Fr, 17. November 2017

Angst vor Gewalt

06.09.2016 17:44

Paris baut erste Flüchtlingslager

In der französischen Hauptstadt Paris werden die ersten Flüchtlingslager errichtet. Bürgermeisterin Anne Hidalgo sagte am Dienstag, in einer Unterkunft würden Männer untergebracht, in einer zweiten Frauen und Kinder. Insgesamt sollen in Paris Kapazitäten für die Aufnahme von rund 1000 Flüchtlingen geschaffen werden. Gegen die Bauvorhaben gab es in den vergangenen Tagen Proteste, in der Nacht auf Dienstag wurde eines der künftigen Heime in Brand gesetzt.

Bereits vor einigen Tagen waren in dem Gebäude die Wasserhähne geöffnet worden, die Räume wurden dabei überflutet. Innenminister Bernard Cazeneuve sagte am Dienstag, sollte sich der Verdacht der Brandstiftung bestätigen, werde "alles unternommen", um die Verantwortlichen so schnell wie möglich zu finden und zur Rechenschaft zu ziehen. Wohnungsbauministerin Emmanuelle Cosse beklagte, dass die Unterbringung von Flüchtlingen "starken Widerstand, sogar Gewalt" hervorrufen könne. Laut Angaben des Rathauses demonstrierten am Montagabend rund 100 Menschen gegen das künftige Asylwerberheim.

Zahl der Migranten in den Straßen von Paris wächst
Das erste Lager wird laut der Bürgermeisterin bis Mitte Oktober fertiggestellt.
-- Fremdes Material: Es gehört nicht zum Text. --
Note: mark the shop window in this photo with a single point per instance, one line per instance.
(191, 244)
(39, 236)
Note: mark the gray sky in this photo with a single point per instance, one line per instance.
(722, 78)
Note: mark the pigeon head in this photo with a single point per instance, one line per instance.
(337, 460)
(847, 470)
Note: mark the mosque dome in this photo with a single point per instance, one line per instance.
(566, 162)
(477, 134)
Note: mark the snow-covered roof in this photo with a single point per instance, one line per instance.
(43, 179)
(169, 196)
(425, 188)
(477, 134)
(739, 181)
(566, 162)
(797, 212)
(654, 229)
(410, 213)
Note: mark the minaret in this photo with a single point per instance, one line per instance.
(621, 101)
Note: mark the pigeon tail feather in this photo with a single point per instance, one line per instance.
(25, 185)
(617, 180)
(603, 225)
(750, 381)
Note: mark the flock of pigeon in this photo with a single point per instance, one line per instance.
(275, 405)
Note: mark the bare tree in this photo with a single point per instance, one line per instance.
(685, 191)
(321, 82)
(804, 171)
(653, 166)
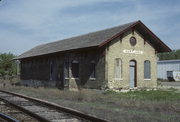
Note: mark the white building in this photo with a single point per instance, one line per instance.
(167, 65)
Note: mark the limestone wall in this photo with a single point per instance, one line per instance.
(119, 48)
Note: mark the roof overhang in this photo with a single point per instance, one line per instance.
(148, 35)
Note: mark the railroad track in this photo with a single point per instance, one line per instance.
(45, 111)
(9, 113)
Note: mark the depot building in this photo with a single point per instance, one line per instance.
(120, 57)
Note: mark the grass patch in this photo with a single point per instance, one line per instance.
(153, 106)
(154, 95)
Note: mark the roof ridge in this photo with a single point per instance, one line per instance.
(89, 33)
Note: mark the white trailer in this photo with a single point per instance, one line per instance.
(167, 65)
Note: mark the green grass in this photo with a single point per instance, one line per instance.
(169, 94)
(139, 106)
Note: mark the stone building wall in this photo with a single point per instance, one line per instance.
(37, 71)
(118, 49)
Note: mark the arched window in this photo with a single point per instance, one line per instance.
(66, 69)
(92, 69)
(147, 69)
(118, 68)
(75, 69)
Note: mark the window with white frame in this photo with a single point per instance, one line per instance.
(147, 69)
(92, 69)
(75, 69)
(118, 68)
(66, 70)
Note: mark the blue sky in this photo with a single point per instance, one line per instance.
(25, 24)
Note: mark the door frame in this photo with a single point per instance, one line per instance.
(135, 72)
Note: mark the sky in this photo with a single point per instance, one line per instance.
(25, 24)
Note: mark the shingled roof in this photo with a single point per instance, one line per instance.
(94, 39)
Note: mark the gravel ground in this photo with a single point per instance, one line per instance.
(165, 85)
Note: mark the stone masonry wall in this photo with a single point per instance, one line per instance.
(115, 50)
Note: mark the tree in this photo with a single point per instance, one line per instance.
(7, 65)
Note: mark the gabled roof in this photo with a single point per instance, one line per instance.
(95, 39)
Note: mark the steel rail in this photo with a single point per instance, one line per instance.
(8, 118)
(59, 107)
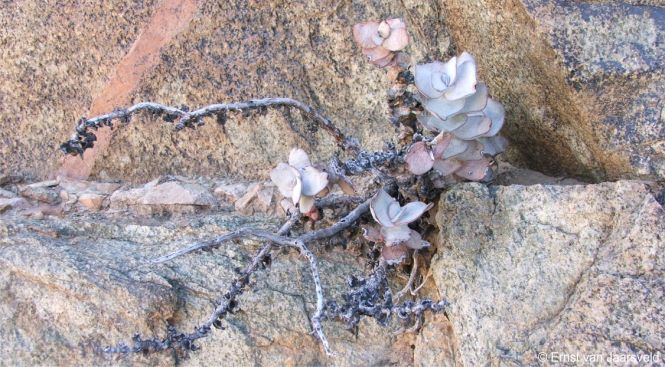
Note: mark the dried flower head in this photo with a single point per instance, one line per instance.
(393, 230)
(459, 108)
(299, 180)
(381, 40)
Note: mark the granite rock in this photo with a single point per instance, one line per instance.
(538, 272)
(582, 82)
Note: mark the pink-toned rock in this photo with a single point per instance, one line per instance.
(41, 192)
(178, 193)
(79, 186)
(170, 196)
(13, 203)
(91, 201)
(230, 193)
(7, 194)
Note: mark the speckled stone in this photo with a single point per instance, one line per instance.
(533, 271)
(63, 57)
(582, 82)
(75, 285)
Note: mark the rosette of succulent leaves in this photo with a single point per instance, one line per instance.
(449, 132)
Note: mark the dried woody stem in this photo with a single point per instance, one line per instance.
(362, 301)
(186, 341)
(80, 141)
Die französische Hauptstadt reagiert damit auf die wachsende Zahl von Migranten, die auf den Straßen von Paris campieren. Unter ihnen sind viele Frauen und Kinder. "So kann es nicht weitergehen, wir müssen neue Lösungen finden", sagte Hidalgo.

Noch immer Tausende Migranten im "Dschungel" von Calais
Wegen der Flüchtlingskrise gerät die Regierung zunehmend unter Druck. Erst am Montag hatten Landwirte und Lkw-Fahrer die Autobahn in Calais blockiert, um ihrer Forderung nach einem konkreten Termin für die mehrfach angekündigte Räumung des improvisierten Flüchtlingscamps am Hafen von Calais Nachdruck zu verleihen. In dem "Dschungel" genannten Camp leben schätzungsweise 7000 bis 9000 Migranten, die von dort aus versuchen, nach Großbritannien zu gelangen. Es kommt immer wieder zu Protesten gegen den "Dschungel", dessen Bewohner für die gestiegene Kriminalität und die schlechte Wirtschaftslage in Calais verantwortlich gemacht werden.